The poetry and other writing of Jimmy Santiago Baca have won him appearances at Harvard and Stanford Universities (among others), top literary fellowships, the Pushcart Prize, and numerous other honors. He is known as well for his work with the disadvantaged and with prison inmates, leading scores of writing programs in prisons and in poor communities. Last week, he was the keynote speaker at a College Board meeting.
This year, however, there's one place he won't be able to go: the University of Akron. A faculty panel picking a book for next fall's freshmen to all read had winnowed its list down to two, and one of the books, apparently the favorite, was Baca's autobiographical A Place to Stand: The Making of a Poet. The book tells the story of how Baca was illiterate until he started educating himself in jail, where he had been sent after a drug conviction and a childhood of poverty and abuse. In jail, he turned to writing, and when he got out of jail, he earned a college degree and turned his life around.
But despite his life story and literary acclaim, university administrators banned his book from consideration because they didn't want him to visit the campus (as the authors of books selected are invited to do). The problem is that Akron has had some controversy involving felons, and officials thought a Baca visit might revive that controversy.

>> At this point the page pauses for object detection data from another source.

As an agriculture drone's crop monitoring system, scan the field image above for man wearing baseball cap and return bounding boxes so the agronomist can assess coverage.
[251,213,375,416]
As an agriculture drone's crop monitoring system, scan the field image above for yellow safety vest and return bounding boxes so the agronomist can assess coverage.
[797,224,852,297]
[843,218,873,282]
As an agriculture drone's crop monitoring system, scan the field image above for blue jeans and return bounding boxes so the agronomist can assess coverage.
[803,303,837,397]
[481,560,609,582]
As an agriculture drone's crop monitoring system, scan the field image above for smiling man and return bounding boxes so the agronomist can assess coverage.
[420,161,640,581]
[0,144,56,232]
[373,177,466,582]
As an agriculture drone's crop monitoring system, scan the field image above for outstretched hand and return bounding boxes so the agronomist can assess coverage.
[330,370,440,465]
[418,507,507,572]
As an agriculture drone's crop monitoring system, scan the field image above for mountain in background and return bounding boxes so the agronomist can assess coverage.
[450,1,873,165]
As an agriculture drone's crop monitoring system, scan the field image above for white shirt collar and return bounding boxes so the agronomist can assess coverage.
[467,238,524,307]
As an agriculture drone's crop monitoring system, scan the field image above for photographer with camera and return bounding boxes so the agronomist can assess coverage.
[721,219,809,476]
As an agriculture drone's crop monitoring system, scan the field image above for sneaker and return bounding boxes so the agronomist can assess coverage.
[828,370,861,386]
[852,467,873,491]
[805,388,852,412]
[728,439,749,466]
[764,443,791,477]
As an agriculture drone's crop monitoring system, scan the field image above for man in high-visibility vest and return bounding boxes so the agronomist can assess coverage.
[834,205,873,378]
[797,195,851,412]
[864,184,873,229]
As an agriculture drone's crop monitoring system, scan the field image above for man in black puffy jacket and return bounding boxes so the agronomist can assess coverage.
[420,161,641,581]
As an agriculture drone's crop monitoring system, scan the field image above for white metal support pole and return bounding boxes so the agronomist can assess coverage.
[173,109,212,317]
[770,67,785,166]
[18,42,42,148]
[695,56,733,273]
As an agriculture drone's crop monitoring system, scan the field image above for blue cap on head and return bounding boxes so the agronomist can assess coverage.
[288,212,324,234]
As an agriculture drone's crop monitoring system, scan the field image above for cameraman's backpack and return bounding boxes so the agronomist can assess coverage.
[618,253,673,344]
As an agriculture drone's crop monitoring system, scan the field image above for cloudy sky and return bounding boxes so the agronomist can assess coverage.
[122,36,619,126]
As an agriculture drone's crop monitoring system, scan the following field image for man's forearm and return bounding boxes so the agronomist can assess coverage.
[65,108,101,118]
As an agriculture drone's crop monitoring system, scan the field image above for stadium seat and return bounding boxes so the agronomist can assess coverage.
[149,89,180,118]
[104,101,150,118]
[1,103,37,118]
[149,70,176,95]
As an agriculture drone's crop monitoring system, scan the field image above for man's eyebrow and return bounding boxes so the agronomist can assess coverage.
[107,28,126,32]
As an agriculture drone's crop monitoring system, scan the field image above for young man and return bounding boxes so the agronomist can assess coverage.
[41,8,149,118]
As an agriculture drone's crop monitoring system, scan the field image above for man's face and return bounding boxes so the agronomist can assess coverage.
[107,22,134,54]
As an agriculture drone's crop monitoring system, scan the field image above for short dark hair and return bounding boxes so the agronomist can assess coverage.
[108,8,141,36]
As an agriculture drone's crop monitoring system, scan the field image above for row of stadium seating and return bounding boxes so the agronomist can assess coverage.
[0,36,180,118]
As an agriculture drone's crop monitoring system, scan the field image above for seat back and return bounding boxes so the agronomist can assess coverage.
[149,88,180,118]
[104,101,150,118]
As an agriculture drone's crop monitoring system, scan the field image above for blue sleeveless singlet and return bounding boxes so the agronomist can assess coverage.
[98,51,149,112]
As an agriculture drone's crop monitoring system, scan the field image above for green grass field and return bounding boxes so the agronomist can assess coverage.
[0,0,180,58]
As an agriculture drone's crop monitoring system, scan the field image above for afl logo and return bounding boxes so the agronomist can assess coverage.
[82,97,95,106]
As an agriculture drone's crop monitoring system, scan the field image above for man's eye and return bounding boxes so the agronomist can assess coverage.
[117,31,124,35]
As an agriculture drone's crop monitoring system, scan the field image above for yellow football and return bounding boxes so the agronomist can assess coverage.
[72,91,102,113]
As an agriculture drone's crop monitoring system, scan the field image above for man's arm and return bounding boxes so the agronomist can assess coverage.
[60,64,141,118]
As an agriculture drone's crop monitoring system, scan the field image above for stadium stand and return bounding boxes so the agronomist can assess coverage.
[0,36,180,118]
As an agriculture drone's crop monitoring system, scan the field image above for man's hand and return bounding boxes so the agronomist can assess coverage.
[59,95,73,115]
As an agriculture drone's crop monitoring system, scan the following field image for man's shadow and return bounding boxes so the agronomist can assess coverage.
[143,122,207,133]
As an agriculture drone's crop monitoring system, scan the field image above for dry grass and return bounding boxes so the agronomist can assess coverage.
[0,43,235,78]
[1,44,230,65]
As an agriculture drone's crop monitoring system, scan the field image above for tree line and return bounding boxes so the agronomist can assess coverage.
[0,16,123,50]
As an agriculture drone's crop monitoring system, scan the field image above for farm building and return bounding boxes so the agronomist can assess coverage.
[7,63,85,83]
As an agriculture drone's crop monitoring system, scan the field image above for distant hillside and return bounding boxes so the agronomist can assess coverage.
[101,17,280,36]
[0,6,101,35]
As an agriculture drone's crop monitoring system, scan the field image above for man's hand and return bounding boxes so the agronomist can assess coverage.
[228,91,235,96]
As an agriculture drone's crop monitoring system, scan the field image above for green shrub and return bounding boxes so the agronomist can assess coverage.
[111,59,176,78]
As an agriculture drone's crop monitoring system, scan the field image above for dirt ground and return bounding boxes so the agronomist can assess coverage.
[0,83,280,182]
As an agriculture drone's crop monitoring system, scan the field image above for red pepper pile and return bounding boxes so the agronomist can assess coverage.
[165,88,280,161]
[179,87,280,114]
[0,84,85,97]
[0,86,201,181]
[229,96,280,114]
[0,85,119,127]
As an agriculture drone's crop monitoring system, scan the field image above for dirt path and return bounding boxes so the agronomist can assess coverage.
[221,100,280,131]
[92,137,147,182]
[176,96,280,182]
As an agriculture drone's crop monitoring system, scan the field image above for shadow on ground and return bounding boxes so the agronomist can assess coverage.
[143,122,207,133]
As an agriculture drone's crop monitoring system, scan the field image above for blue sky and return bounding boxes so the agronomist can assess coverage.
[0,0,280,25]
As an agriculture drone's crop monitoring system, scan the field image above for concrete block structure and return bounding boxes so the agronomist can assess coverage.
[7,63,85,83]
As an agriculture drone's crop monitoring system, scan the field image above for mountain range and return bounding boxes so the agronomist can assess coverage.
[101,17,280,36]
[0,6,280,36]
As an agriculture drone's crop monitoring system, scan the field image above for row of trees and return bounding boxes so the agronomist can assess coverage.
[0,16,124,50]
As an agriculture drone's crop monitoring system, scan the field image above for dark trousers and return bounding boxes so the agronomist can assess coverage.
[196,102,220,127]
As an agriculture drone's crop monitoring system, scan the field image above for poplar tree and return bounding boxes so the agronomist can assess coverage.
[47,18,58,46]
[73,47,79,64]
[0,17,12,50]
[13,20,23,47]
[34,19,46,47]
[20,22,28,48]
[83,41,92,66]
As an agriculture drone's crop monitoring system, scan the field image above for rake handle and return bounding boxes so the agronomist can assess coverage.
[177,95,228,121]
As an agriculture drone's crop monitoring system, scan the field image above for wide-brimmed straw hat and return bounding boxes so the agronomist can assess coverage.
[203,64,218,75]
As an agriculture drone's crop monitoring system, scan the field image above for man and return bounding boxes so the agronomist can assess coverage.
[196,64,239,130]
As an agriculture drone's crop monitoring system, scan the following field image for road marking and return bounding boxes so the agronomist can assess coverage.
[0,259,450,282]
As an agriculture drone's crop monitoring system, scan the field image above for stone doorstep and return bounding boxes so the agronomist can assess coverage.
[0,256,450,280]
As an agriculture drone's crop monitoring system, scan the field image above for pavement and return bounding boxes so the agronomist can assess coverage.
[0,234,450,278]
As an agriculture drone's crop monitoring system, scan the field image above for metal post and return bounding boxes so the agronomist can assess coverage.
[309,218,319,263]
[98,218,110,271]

In recent months, Akron has been embarrassed by a series of revelations about felons -- some in their 40s -- living in dorms and sharing rooms with freshmen in their teens. As the Akron Beacon-Journal reported, one freshman was instructed to call his roommate by his jail nickname and another felon was alleged to have committed more crimes while enrolled. None of the felons living in Akron dorms are known to have published volumes of poetry.
Karla Mugler, associate provost at Akron, was presented with the finalists for the freshmen to read and she sent an e-mail message to the committee ruling out Baca. "Due to the publicity which the university received this fall regarding individuals with criminal records residing in UA residence halls, I would not support the recommendation to bring Jimmy Santiago Baca to campus in fall 2007,'' she wrote. She added that she had conferred with other administrators on the issue, and they had agreed that it would be "prudent to delay our invitation to Mr. Baca."
Mugler did add that Baca could be scheduled at some point in the future.
Claude Clayton Smith, a professor of English at Ohio Northern University who organized a visit there by Baca in 2002, said Akron students were losing out on a great experience. Baca's lecture was popular and he also led an in-depth workshop for creative writing students, preparing individual comments on their work in advance of his visit. Smith said he has been teaching A Place to Stand ever since.
Asked if Mugler's decision amounted the censorship, an Akron spokesman said it did not because the committee hadn't yet made a selection and Mugler was just commenting on one book among multiple finalists. "We had several books that were under consideration. His book was never chosen. We did not say we would never invite him to campus or never use his book," the spokesman said.
Baca disagrees, calling the action by officials there "censorship and duplicity."
In an e-mail interview, he said: "It's very sad the students at Akron, Ohio, are dumbed down in such a way, especially by educators.... That dark-age mentality has led us blindly over the cliffs, one following the other into more and more violence, racism, and plain stupidity. Students deserve respect for their intelligence: Treat them like adults, with integrity, eyeing them as leaders of tomorrow, not timid little minions, slaves to ignorance. It's a dangerous time to nurture ignorance when we need, now more than ever, understanding and open-mindedness."